1. I should have specified in my original post, but didn’t, that I was giving the student who asked the original question the best (and really only) argument one could give for a minimum wage increasing efficiency. It’s easy to come up with arguments for a minimum wage when you equally weight the dollar losses to those who lose their jobs and the dollar gains to those who get higher wages. But then you’re leaving out the main losers: employers and, ultimately, consumers who pay somewhat higher prices for the goods and services produced by the minimum-wage workers. I was excluding these kinds of arguments because, to repeat, I was looking for only pro-efficiency (in the economist’s sense of efficiency–gains from the change in $ terms exceed losses in $ terms) arguments.

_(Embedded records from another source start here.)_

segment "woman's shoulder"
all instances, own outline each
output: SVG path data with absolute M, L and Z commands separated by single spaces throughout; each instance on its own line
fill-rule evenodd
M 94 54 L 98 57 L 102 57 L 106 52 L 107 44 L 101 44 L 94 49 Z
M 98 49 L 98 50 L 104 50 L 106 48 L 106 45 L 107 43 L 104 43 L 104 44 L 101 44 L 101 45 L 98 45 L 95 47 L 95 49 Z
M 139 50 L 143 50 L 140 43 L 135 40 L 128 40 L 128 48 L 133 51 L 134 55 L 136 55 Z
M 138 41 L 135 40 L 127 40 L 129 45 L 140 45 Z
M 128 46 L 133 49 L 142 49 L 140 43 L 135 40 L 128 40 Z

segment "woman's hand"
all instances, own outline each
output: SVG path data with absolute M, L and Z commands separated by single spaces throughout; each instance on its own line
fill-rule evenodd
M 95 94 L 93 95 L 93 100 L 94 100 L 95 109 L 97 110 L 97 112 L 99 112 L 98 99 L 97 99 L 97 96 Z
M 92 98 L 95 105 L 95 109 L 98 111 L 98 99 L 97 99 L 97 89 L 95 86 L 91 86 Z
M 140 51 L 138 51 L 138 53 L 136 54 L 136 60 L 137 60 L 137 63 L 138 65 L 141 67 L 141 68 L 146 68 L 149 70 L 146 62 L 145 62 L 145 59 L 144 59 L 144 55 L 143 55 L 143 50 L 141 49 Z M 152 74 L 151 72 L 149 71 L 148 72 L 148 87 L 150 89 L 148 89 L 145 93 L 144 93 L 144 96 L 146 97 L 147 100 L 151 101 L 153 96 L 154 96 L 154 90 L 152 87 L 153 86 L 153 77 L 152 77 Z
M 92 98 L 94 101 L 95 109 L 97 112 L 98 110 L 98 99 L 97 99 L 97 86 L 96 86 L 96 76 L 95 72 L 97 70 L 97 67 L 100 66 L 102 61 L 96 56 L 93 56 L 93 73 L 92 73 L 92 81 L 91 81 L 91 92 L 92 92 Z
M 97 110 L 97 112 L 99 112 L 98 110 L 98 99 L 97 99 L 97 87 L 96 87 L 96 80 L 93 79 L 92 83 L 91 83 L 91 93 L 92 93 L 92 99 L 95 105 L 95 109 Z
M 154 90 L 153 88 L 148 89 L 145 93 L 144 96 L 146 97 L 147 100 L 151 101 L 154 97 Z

2. The student at Susquehanna University told me by e-mail that he didn’t understand the monopsony argument. I still have not got around to learning how to put a supply demand graph on Econlog. I will learn, but not today. Fortunately, I don’t have to reinvent the on-line monopsony graph. Here’s the best one I have found.
In the figure, Figure 14.9, if the employer is a monopsonist unconstrained by a minimum wage, he will hire Lm of labor because at that point, his marginal revenue product (MRP) equals marginal factor cost (MFC). Reading down from the intersection of the two lines to the supply curve (S), we get that the wage is $4 an hour.
But the efficient amount of labor is the amount where the supply curve intersects MRP. That point, unfortunately, is not labeled in the graph. You can tell, though, just by eye-balling, that that point is at a wage of approximately $4.70 an hour. So if the government imposes a minimum wage of $5.00 an hour, it will cause the MFC curve to be at $5 up to the point where $5 and the supply curve intersect, and then will jump to the old MFC. With this new MFC curve, they will employ L2. Notice that is more than the number of people employed when there was no minimum. QED.
The government could make the situation even more efficient by setting the minimum wage at $4.70 an hour rather than $5.00 an hour. I leave that as an exercise for the reader.

3. In my previous post, I wrote:

I don’t find the monopsony claim persuasive. Monopsony requires that the employer have no or few competitors trying to hire the same kind of labor. It is precisely the fact that the workers are unskilled that gives them many potential employers.

In response to this, Sam Raptis wrote:
Could anyone explain the reasoning behind Henderson’s claim toward the end of the article that “It is precisely the fact that the workers are unskilled that gives them many potential employers.” is true? I’m not doubting it, but I found it confusing since I would tend to think the opposite.
Yes. Many, many potential employers want relatively unskilled labor for unskilled tasks. So there are many potential employers for the unskilled. Go to Home Depot sometime and watch how many people drive up with cars and pickup trucks and hire (in my area, anyway) Hispanic workers for a day. Now imagine that the worker is an astronaut. This is highly skilled. How many potential employers are there? Or, imagine that the worker is a professional basketball player and is highly skilled. How many potential employers are there?